After Beijing authorities introduced a bunch of new rules to curtail the number of cars sold in the Chinese capital, dealerships are nothing more than empty halls, with new car buyers staying away from was has become a repulsive market for passenger cars. Beijing intended to reduce congestion across the city and try to fight pollution, allowing only a maximum of 240,000 vehicles to be registered in 2011.

This can only be good news for tree-huggers but, on the other hand, the auto industry sees new car sales going down and it's nobody there to rescue them.
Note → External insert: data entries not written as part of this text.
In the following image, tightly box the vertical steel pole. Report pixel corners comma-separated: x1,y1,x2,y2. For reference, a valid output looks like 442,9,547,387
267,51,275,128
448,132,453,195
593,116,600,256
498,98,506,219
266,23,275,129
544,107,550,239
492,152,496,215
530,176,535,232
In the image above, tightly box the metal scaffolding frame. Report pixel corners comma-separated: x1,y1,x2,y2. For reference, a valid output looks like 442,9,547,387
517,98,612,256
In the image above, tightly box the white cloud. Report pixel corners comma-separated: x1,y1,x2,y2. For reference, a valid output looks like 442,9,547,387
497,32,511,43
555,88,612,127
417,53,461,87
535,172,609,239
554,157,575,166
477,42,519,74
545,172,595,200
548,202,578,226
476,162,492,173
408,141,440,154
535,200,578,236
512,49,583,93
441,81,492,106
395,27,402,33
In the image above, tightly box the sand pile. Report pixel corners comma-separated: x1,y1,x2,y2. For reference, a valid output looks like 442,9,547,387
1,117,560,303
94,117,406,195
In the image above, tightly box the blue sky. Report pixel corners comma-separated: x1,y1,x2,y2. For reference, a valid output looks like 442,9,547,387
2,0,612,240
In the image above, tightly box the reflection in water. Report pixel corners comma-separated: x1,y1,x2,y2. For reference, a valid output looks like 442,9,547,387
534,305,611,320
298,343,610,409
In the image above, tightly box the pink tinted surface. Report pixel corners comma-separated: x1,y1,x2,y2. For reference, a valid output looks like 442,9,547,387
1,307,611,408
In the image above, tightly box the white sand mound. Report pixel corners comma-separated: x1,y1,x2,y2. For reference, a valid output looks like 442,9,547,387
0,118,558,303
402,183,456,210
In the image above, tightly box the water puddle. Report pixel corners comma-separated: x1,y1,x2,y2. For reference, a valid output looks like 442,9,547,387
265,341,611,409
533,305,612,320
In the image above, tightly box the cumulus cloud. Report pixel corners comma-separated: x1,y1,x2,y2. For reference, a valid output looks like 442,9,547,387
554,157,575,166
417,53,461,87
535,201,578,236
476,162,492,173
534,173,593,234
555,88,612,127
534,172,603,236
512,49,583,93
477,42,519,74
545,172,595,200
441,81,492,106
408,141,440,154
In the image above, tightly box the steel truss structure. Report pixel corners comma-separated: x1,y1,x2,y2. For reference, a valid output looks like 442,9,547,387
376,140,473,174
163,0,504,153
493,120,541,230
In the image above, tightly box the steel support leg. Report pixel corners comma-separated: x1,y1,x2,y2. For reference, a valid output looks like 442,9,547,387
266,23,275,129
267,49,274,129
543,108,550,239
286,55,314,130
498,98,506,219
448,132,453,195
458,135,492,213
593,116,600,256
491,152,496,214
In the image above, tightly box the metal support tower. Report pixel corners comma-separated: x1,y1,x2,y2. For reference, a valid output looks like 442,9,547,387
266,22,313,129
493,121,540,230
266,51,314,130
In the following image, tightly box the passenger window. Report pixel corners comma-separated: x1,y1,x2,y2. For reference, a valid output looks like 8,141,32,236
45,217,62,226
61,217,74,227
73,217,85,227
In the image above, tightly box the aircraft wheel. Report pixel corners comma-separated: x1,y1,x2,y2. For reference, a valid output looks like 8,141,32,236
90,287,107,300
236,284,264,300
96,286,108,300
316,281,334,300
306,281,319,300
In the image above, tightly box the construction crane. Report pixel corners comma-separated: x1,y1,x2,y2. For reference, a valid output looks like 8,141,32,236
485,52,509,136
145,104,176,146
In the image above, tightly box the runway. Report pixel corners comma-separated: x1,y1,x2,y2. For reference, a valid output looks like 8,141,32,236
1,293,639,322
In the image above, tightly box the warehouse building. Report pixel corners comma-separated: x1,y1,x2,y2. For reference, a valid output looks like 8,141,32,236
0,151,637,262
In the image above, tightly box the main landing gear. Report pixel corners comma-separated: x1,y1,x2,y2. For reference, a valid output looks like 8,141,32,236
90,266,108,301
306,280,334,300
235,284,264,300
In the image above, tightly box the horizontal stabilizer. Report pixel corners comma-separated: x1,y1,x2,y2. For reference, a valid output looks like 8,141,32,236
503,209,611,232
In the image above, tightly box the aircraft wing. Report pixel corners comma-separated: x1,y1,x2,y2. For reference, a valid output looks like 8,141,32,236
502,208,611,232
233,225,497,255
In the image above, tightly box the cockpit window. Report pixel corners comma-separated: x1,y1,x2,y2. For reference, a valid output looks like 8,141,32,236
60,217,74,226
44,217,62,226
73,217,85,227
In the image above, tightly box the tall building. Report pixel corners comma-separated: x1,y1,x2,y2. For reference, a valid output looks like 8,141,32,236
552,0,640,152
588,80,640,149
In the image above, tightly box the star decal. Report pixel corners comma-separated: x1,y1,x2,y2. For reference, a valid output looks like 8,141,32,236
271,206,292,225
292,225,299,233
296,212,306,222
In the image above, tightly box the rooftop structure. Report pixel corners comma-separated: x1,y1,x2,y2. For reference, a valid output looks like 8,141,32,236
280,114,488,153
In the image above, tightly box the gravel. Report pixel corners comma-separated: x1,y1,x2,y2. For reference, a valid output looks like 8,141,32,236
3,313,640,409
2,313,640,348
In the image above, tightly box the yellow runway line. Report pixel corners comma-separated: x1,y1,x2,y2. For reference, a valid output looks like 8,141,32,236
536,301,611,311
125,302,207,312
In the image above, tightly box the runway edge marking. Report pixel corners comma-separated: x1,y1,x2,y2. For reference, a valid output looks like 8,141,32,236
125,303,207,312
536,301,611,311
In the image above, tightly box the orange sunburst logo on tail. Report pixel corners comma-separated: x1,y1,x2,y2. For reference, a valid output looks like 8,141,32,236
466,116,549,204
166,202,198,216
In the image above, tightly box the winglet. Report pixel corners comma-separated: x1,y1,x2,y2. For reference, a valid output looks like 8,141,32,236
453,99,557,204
Not even the incentives or the tax breaks aimed at certain types of vehicles addressed to the Chinese market...

"We definitely won't make money this year,"
Li Hao, a Chery sales manager told AFP in an interview when talking about the way carmakers expect the auto industry to perform this year. "Our income and sales will definitely drop and I'm worried about my own income and job. Every car salesperson is thinking about this problem," he said, while revealing that the showroom he works in had not sold a car since December 24.

But Beijing's municipal government wants to compress sales by up to 70 percent, ignoring complaints coming from automakers shouting that the auto sector in the region will be ruined this year.

“Definitely this will impact our sales in Beijing next year, But it's hard to say what percentage will be affected specifically. In fact, what worries me more is that other cities will follow Beijing's lead to issue such regulations, and that will have a bigger impact,” said Chery spokesman Jin Yibo in late December, after Beijing approved the new set of regulations.